UN officials call on Israel to abandon plans to demolish and transfer Khan al Ahmar – Abu al Helu community

Today, the Humanitarian Coordinator, Mr. Jamie McGoldrick, and the UNRWA Director of Operations in the West Bank, Mr. Scott Anderson, join others in the international community in calling on the Government of Israel to cease its plans to carry out the mass demolition and transfer of the Palestinian Bedouin community of Khan al Ahmar – Abu al Helu, located on the outskirts of East Jerusalem in the occupied West Bank. This follows the Israeli High Court of Justice’s 24 May rejection of the community’s petition to prevent the demolitions, marking an end to years-long legal efforts and leaving virtually no legal options to protect the community.  

“Like many Palestinians in Area C, the residents of Khan al Ahmar – Abu al Helu have fought for years to live with dignity, to protect their children, their homes, and their community,” said Mr. McGoldrick. “They have struggled in the face of tremendous daily pressure and are asking for the continued support of the international community to prevent the demolition of their homes.”

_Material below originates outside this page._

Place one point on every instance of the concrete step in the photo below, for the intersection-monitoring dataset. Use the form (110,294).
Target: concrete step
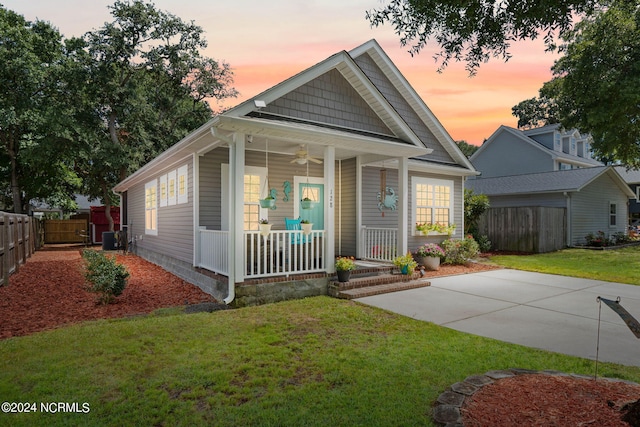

Nearly all of Khan al Ahmar – Abu al Helu’s structures are now at immediate risk of demolition by the Israeli authorities, including the school, initially built with donor support. The school serves some 170 students from the community and four surrounding ones. The proposed transfer seeks to move the rural livestock-dependent community to an urban site unsuitable for Bedouin livelihood, culture and traditions and is likely to increase their level of humanitarian need.

“After nine years of legal battle, this refugee community now faces the demolition of their homes, the loss of traditional livelihoods and the imminent risk of forcible transfer should the demolitions be conducted and the community be compelled to relocate, which would be a grave breach of the Geneva Convention,” said Mr. Anderson. “Many already displaced from the Negev as a result of the 1948 conflict; they now face being displaced for a second time. As we have seen in similar circumstances in the past, the transfer of rural Bedouin to the urban setting of Jabal West, proposed by the Israeli state, will likely prove socially and economically devastating,” he concluded.

Khan al Ahmar – Abu al Helu is one of 18 communities located in or next to an area slated in part for the E1 settlement plan, aimed at creating a continuous built-up area between the Ma’ale Adummim settlement and East Jerusalem. This week, the Israeli authorities approved a planning scheme providing for the construction of 92 new housing units and an educational institution in the Kfar Adummim settlement, immediately adjacent to Khan al Ahmar; this settlement has also petitioned the High Court for the implementation of the outstanding demolition orders against the community.

“Israel’s obligations as an occupying power to protect the residents of Khan al Ahmar are clear,” said Mr. McGoldrick. “Should the Israeli authorities choose to implement the outstanding demolition orders in the community and force the people to leave, they would not only generate significant humanitarian hardship but also commit one of the grave breaches of international humanitarian law,” he concluded.

Background

Khan al Ahmar – Abu al Helu is home to 181 people, 53 per cent of whom are children and 95 per cent of whom are Palestine refugees registered with UNRWA. The community is one of dozens of herding communities in Area C of the West Bank that the UN views as being at risk of forcible transfer due to a coercive environment generated by Israeli practices and policies, including plans to move the communities from their current locations.

Though the residents of Khan al Ahmar – Abu al Helu have been present in the area since their displacement from southern Israel in the 1950s, the Israeli authorities are insisting that the community move to a designated relocation site, known as “Jabal West”. For years, the residents have insisted on their right to return to their original lands in southern Israel and, until this occurs, asked for international support to stay in their current location.

International humanitarian law (IHL) requires an occupying power to protect the population of the territory that it occupies, ensure its welfare and wellbeing, as well as the respect for its human rights. Any destruction of property by the occupying power is prohibited, except when rendered absolutely necessary by military operations, which is not relevant in the West Bank where there are currently no active hostilities. The extensive demolition of property is a grave breach of the Fourth Geneva Convention and may amount to a war crime. Other than for the security of the population or imperative military reasons, IHL further prohibits the transfer of the population of an occupied territory without the genuinely and fully informed consent of the affected people, regardless of the motive. Consent is not considered genuine in an environment marked by the use or threat of physical force, coercion, fear of violence or duress. In the absence of such consent, the transfer is forcible and constitutes a grave breach of the Fourth Geneva Convention.